Steve Greatwood

Current position
- Team: Saarland Hurricanes (Germany)

Biographical details
- Born: August 15, 1958 (age 66) Eugene, Oregon

Coaching career (HC unless noted)
- 1980-1981: Oregon (GA)
- 1982-1993: Oregon (OL/TE)
- 1994: Oregon (OL)
- 1995: St. Louis Rams (TE)
- 1996: St. Louis Rams (OL)
- 1997: Maryland (OL)
- 1998-1999: USC (OL)
- 2000-2004: Oregon (DL)
- 2005–2016: Oregon (OL)
- 2017–2019: California (OL)

Accomplishments and honors

Awards
- National Offensive Line Coach of the Year - American Football Coaches Association (2008)

= Steve Greatwood =

American football coach (born 1958)

Steve Greatwood (born August 15, 1958 in Eugene, Oregon) is a retired American football coach.

==Career==
Greatwood has over 30 years of coaching experience, including stints in the NFL (St. Louis Rams) and at four different colleges (Oregon, USC, Maryland, California). Widely regarded as one of the premiere offensive line coaches in college football today, Greatwood was named the National Offensive Line Coach of the Year by the American Football Coaches Association in 2008.

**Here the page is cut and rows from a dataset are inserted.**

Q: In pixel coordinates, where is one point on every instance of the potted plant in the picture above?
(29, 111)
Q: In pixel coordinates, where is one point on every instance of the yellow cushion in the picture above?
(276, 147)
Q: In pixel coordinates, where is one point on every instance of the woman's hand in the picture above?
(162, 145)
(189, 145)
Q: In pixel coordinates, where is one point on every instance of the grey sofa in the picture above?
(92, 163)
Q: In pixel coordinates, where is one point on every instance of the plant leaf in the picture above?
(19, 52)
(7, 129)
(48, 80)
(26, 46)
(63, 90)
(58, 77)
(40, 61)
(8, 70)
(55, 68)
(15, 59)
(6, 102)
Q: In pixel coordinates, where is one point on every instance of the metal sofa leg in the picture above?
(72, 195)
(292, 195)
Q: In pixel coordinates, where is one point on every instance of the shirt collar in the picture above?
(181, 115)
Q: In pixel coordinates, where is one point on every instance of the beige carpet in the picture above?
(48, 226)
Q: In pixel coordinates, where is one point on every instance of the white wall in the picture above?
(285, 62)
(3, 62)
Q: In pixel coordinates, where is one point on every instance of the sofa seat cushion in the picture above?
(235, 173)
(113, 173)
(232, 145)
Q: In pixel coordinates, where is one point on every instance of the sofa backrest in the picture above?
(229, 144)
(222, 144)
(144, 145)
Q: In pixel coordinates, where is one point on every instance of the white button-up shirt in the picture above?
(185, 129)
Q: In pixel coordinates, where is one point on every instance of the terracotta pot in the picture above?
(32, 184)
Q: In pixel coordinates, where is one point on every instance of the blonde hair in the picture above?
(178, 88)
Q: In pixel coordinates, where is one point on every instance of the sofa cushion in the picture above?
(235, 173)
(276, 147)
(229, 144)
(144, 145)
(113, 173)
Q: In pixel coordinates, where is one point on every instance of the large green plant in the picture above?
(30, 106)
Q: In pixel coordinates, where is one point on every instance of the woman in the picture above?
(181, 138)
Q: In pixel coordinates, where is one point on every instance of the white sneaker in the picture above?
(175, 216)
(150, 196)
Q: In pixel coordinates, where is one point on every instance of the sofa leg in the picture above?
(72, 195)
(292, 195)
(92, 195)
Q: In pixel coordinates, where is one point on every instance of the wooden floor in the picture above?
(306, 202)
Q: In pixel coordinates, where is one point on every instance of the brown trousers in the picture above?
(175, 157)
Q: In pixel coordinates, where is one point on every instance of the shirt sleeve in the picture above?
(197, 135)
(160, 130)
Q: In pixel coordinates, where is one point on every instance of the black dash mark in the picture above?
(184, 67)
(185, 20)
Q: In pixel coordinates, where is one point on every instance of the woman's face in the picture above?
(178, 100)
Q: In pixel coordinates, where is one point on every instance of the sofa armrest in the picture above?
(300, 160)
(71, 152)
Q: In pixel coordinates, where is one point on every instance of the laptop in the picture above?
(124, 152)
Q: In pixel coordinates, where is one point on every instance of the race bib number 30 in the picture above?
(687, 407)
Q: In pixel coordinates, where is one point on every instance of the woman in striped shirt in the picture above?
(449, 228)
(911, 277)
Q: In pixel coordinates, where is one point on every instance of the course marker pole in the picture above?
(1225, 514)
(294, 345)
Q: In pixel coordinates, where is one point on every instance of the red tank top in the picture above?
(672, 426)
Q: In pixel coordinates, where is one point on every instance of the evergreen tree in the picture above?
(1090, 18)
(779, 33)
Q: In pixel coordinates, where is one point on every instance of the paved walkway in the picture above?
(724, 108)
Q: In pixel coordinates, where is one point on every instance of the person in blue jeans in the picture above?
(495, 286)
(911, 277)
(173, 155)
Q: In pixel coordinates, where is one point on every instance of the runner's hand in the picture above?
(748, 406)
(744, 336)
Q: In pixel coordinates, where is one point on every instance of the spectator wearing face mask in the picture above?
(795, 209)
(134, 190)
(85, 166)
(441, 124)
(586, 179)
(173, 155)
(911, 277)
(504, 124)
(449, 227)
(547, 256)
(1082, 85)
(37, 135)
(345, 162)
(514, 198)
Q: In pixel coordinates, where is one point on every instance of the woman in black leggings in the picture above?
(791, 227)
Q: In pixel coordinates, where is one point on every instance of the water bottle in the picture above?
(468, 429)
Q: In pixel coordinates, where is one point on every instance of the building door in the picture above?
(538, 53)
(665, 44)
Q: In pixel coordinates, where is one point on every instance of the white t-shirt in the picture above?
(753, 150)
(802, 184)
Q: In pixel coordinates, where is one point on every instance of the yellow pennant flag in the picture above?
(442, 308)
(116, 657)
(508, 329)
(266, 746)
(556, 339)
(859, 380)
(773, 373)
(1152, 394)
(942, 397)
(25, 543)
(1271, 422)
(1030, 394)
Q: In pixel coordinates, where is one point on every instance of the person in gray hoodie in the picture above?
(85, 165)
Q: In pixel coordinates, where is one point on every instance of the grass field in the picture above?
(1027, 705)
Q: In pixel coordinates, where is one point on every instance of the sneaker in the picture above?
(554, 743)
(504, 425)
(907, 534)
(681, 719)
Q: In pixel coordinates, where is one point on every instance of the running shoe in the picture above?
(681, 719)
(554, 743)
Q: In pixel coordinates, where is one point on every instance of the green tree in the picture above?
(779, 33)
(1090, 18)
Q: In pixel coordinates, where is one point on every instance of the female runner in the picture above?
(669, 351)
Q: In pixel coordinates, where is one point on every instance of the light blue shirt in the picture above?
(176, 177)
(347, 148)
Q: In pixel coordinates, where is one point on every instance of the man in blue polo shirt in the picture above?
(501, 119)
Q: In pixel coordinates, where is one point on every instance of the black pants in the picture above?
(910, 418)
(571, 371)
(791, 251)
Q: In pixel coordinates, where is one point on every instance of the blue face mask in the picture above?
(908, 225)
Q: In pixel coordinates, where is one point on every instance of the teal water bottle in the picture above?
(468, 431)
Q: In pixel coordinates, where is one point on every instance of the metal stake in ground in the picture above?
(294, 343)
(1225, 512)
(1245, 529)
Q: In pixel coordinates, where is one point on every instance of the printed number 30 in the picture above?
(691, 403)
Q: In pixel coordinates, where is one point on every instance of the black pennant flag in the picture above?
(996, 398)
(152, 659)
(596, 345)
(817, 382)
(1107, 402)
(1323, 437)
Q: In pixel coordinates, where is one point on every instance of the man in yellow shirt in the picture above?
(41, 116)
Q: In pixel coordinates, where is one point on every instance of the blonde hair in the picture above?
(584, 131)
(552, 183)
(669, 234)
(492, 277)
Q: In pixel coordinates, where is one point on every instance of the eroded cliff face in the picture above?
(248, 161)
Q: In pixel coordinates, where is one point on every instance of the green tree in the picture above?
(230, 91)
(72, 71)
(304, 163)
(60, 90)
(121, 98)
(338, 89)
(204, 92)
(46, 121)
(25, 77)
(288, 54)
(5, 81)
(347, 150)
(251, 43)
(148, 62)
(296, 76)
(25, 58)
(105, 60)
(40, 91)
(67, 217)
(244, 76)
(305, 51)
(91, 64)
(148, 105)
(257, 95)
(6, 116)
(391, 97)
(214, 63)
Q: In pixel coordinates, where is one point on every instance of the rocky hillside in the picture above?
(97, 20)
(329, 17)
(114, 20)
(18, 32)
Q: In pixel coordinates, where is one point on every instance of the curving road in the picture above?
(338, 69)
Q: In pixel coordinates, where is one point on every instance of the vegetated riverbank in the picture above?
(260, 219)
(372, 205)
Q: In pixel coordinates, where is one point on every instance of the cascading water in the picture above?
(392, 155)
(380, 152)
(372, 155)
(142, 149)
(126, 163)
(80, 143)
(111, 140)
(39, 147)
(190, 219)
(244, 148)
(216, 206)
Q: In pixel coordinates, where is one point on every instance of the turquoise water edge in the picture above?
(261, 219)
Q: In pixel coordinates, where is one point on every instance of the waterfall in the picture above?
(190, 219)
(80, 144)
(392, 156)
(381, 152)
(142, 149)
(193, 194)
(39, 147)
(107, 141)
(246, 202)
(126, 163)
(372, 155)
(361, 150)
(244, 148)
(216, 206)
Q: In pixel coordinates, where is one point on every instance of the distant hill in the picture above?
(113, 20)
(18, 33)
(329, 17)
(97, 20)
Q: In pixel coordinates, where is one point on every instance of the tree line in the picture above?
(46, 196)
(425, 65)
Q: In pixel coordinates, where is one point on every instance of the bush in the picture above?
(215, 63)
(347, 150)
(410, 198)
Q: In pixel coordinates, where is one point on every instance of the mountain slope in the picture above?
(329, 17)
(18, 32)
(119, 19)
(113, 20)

The former Churchill High School standout completed his playing career at Oregon with an appearance in the 1980 Hula Bowl and was the recipient of the Bob Officer Award, given to the Oregon player who makes a major contribution to the success of the program despite physical adversity. Greatwood later signed as a free agent with the San Francisco 49ers before initiating his coaching career as the Ducks’ defensive graduate assistant for two years.